One of the biggest questions in higher-education reform remains whether a school’s eligibility to receive student financial aid should be tied to its ability to deliver on student outcomes.
For Skills Fund, that answer is a resounding yes. The Austin-based company provides loans to students to attend non-accredited, skills-training programs (including coding bootcamps). Programs that offer loans through the Skills Fund must pass the company’s quality-assurance checks, which aim to ensure that students who finish these programs get jobs and earn enough so they can pay back the school (and the loan). Skill Fund does not currently work with accredited non-profit colleges and universities.
It’s a space that Ding knows well.

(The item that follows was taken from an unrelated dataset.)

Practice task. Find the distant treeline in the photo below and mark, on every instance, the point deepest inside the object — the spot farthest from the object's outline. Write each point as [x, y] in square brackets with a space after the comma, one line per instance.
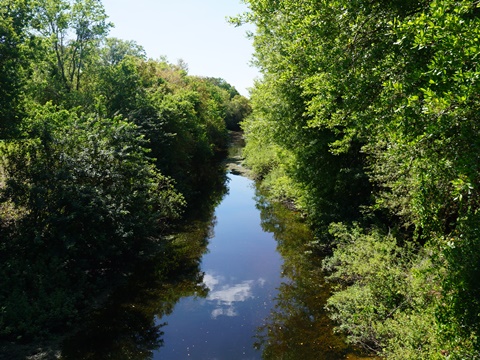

At the Department of Education, she worked on the Experimental Sites Initiative, a sandbox of experiments that waive certain federal financial aid rules for schools and programs experimenting with new models of education. She helped steer EQUIP, which explored whether higher-ed institutions and nontraditional education providers can partner to create programs that are eligible for federal student aid.
EQUIP, however, has largely stalled; only one of the eight proposed partnerships is approved for federal student aid. Four have withdrawn, says Ding, as institutions closed or changed directions with their offerings. The others are still a work in progress.
The aspiration of EQUIP was two-folds, says Ding: to give low-income learners access to skills-training programs that could help them get a degree or job at lower cost, and to support quality assurance organizations exploring with new models of outcomes-based accreditation. The stalled experiment shows “a need for continued collaboration around innovating on quality assurance issues,” she adds, “and it’s quite clear the work still needs a push.”
To note, Skills Fund’s founder and CEO, Rick O’Donnell, has critiqued EQUIP, once calling it an “well-intentioned but ill-conceived” program. Among his quibbles: bootcamps and traditional universities ultimately serve different types of students, at different stages of their careers.
Yet driving her decision to join Skills Fund, Ding says, is a desire to “rebuild trust” in the connection between postsecondary education and human capital development. “But that hope and trust requires transparency, qualitative and quantitative measurements, and the ability and courage to recognize both the positive and negative in schools, programs and training providers.”
Ding’s new role will be focused on refining the Skills Fund’s quality assurance protocols, and talking with employers to learn about the competencies that they expect from training programs. She adds: “Ultimately, the employer is the accreditor of last resort.”
Skills Fund currently works with 80 partner schools and skills-training programs in technology, transportation, maintenance and health, among other industries.
It has also cut ties with several programs. According to O’Donnell, Skills Fund has “fired” four schools for “poor performance, outcomes that fall below our quality threshold, and in cases where a school’s operational challenges place them and their students at risk.” That means students cannot receive loans from Skills Fund to attend these programs.
Predatory for-profit institutions that have taken student loans without fulfilling their promise of delivering rigorous educational programs “have led to a loss of trust in accreditors,” notes Ding. “Accreditors are meant to be the assurers of quality, and it is a tough time for trust right now.”